Genotyping SNPs
To generate the SNP dataset, we followed the PHYLUCE v.1.5.0 pipeline
with default parameters (Faircloth, 2016) for sequence trimming,de novo assembly of contigs, identification of UCE loci, and
sequence alignment. We generated a pseudo-genomic reference by aligning
each locus with MAFFT v7.407 and trimming using Gblocks v0.91b with
default parameters (Castresana, 2000). We then used Geneious v9.1.2 to
generate a consensus sequence for each locus, replacing ambiguity codes
with an appropriate nucleotide at random. We used Picard v1.106
(http://broadinstitute.github.io/picard/), and SAMtools v1.9 (Li
et al., 2009) to create sequence dictionaries and reference indices from
the reference.
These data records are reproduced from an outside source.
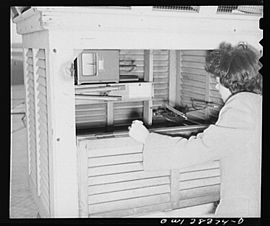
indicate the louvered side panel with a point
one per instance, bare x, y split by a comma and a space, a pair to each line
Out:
31, 117
43, 127
161, 77
117, 183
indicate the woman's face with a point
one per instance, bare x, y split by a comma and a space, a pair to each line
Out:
224, 92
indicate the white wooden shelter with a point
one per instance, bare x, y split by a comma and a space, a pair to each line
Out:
62, 173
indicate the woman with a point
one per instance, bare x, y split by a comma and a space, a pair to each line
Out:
235, 139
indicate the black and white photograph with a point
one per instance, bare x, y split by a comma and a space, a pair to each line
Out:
136, 112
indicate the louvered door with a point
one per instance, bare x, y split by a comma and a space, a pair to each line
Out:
37, 124
30, 114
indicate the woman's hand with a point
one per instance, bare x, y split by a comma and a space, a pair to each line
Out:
138, 131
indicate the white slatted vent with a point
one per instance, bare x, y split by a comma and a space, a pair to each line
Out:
37, 123
178, 8
117, 184
197, 87
131, 63
31, 121
42, 112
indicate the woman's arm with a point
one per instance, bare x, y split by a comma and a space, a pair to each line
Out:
229, 134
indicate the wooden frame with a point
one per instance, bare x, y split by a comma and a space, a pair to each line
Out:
45, 27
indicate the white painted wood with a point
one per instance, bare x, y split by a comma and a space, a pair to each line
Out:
127, 185
104, 170
208, 10
204, 166
174, 191
26, 86
128, 194
110, 115
200, 174
199, 182
148, 76
178, 77
199, 192
114, 178
99, 152
112, 160
134, 212
82, 179
37, 121
198, 200
63, 140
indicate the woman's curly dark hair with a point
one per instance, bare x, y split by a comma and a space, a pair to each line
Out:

We used the PHYLUCE script snps.py to automate
alignment of trimmed reads from each sample to the reference with
BWA-MEM v0.7.17, and then called SNPs with the HaplotypeCaller tool of
the Genome Analysis Toolkit v3.7 (McKenna et al., 2010) following Giarla
and Esselstyn (2015). Using VCFtools v0.1.14 (Danecek et al., 2011), we
removed SNPs that failed to pass GATK quality filters (QD <
2.0 || FS > 60.0 || MQ
< 40.0 || HaplotypeScore > 13.0
|| MappingQualityRankSum < -12.5
|| ReadPosRankSum < -8.0), and selected SNPs
with a minimum depth of coverage of 8 per individual and a minor allele
frequency ≥ 5%. We used HD_plot.py (McKinney, Waples, Seeb, &
Seeb, 2017) to filter SNPs resulting from putative paralogs or wrongly
assembled contigs from the dataset by removing SNPs with heterozygosity
> 0.75 and a read-ratio deviation score D >10.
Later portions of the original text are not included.